Search for meaning of life

What life means??
What we live for??
Anyone could answer it??

Bornt, grew up, went to school, worked, got married, had children, got sick, old and died...
Life cycle.. isn't it?
But I'm sure it's working in different ways from one person to another
Yesterday nite I couldn't sleep..
I'm kinda tired with my life..

Yes, I was bornt.. grew up.. currently studying.. working.. had got married.. had one son.. then?? I mean.. can't it be work in different way? Dunno.. sometimes I envy the freedom one of my friends.. He could move from one place to another.. one country to another.. together with his partner.. No permanent home.. All was rented. Wherever he went, he could find a job that suitable for him - he is a chef. He could have a long holiday - 6mths in Bangkok - with another 6 months of work in Swiss, his hometown.
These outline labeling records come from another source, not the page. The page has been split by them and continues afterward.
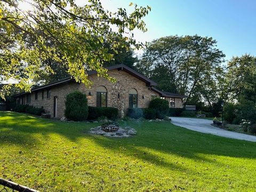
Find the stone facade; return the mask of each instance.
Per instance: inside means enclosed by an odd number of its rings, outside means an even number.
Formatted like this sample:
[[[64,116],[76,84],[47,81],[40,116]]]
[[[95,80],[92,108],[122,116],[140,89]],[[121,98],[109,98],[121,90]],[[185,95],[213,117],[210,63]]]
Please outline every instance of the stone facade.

He could stay for 2-3 years in Hawaii to satisfy his dream of living in tropical country and managed to find a job there.. If my life like that.. I certainly would love it as well.. As if he doesn't have worry for tomorrow.. cos everywhere he goes, he could find a job and settle down, and enjoy the whole stay in new place.
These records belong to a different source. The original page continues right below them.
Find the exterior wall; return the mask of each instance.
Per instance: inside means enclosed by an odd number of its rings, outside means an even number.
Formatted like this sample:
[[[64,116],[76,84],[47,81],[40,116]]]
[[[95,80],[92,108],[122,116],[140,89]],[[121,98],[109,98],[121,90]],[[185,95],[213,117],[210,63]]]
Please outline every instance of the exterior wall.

Just wonder.. why can't I?? I mean.. I am a human too, same like him. The different is.. he has the ability to survive and let go.. He might not have his permanent house - unless his parents' house, but he always has a place to stay. He might not have his permanent job - but he always can find a job. And perhaps the most important is that his partner - his wife - always follows him wherever he goes - except for some holiday break.
If I looked at my life.. I have a husband and a son. A son... already someone there who needs a permanent place to stay and grow up.. I mean.. as a parent, I might worry that he won't get enough education - especially he's living in S'pore, where government strictly want their citizen to go to school, then my husband is a typical home person - his first time flying was to my hometown when he was 25 years old - and finding a job is not easy for him since he is more into having a stable job.. then he also has to take care his mom and sis - while my friend's mom and dad are a typical independent Swiss.
I don't know.. I just feel that my life is leading to a boring life cycle.. where I just follow whatever most people do.. Perhaps I just love so much of freedom in me.. that I wanted more in life.. but it was quite too late..
Before married, I was wanting to have my own family.. be a housewife, take care of my children and family. But I think it doesn't suit my independent horse type.
Perhaps if I could turn back time.. I shouldn't get married and have children too early.. until I am ready for it.. again.. it is too late.. and one more thing.. maybe I should get a right type of partner too.. hehehe... Well.. people is never satisfy with their life.. they always want more and more.. While others might envy with my current life, I envy of my friend's life..
So.. what life has to be then???
There is no right and wrong in life.. but how we think about it to make our lives more meaningful and happier.. *sighh.. i just hope i wouldn't choose the wrong path in the future.. who in life could understand what I feel?